Outre les facteurs extrinsèques (non observance du traitement, existence de foyer de réensemencement, durée de traitement insuffisant…) qui seront envisagés ultérieurement, des facteurs intrinsèques peuvent être à l‟origine de phénomènes de résistance, certes relativement peu élevé en proportion, mais loin d‟être négligeables compte tenu de leur répercussion. En effet, la progression des résistances en mycologie médicale pourrait constituer une menace sérieuse pour l‟efficacité de la thérapeutique antifongique dans les prochaines années. Ainsi, le SONAS (Université d‟Angers) a entrepris de préciser les mécanismes de résistance de colonies de Candida glabrata de plus en plus retrouvées chez des individus sous traitement prophylactique ou curatif à base de kétoconazole ou de fluconazole. Selon ces recherches, l‟exposition au fluconazole permettrait une sélection de colonies « mutantes » présentant une déficience respiratoire mitochondriale. Ces « mutants » acquièrent ainsi une résistance aux dérivés azolés qui agissent notamment en bloquant la respiration fongique. En revanche, il semblerait que la voie de biosynthèse des stérols, principale cible des dérivés azolés, ne soit pas affectée chez ces « mutants ».

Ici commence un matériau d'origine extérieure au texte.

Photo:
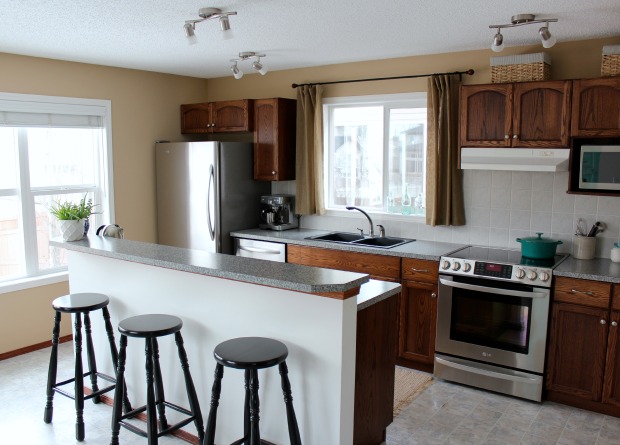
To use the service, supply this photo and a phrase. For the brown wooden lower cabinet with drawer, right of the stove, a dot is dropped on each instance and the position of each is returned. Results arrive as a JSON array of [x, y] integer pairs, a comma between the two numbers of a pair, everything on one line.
[[583, 367]]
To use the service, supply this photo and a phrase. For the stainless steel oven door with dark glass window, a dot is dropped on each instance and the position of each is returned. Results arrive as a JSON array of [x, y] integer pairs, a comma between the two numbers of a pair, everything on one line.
[[492, 322]]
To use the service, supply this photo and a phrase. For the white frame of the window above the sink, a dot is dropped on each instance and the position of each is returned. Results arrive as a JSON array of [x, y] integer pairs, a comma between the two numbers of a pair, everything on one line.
[[412, 100]]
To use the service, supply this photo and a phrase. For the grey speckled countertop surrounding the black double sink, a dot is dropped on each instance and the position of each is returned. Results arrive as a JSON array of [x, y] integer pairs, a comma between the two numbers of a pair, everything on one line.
[[426, 250]]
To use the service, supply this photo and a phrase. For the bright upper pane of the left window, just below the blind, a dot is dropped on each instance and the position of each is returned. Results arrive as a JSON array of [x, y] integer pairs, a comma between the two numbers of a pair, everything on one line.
[[62, 156]]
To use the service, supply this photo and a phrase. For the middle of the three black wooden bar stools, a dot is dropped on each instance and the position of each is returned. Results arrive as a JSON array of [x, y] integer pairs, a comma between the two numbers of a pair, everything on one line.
[[150, 327]]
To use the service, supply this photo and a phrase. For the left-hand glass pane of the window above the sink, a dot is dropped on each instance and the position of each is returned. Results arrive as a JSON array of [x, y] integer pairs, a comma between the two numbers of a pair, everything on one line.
[[357, 157]]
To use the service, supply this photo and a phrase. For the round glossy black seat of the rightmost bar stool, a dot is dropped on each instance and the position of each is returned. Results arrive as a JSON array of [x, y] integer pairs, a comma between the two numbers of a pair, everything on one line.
[[250, 353]]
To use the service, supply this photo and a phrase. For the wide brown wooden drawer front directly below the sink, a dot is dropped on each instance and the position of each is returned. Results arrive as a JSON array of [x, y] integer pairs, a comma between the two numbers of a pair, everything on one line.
[[377, 266]]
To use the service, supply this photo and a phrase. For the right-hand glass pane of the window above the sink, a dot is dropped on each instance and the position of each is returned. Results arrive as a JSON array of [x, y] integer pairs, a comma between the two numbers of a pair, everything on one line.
[[406, 161]]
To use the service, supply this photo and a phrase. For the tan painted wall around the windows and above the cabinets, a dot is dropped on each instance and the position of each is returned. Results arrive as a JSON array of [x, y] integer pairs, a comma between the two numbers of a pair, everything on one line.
[[145, 108]]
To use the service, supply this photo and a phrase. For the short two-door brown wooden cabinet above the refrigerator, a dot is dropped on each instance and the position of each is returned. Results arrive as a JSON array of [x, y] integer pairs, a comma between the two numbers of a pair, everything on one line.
[[217, 117]]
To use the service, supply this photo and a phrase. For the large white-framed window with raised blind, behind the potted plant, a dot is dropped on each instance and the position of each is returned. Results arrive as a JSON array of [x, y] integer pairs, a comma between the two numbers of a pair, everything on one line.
[[51, 148]]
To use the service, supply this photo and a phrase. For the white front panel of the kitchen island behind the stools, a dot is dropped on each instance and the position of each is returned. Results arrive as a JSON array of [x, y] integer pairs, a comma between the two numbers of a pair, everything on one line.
[[319, 333]]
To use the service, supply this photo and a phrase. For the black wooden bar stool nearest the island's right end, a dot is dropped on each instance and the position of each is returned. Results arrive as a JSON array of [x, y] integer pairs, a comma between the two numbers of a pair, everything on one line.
[[251, 354]]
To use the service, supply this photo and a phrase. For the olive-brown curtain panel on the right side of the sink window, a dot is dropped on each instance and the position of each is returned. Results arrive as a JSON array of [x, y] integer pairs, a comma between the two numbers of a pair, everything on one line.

Plus généralement, la résistance aux azolés relève de trois mécanismes : modification de la perméabilité membranaire, modification ou hyperproduction de la cellule cible et réduction de la concentration intracytoplasmique de l‟antifongique. Cependant, ces résistances ne concernent que les candidoses buccales et vaginales. Dans les autres atteintes, les résistances n‟existent pas.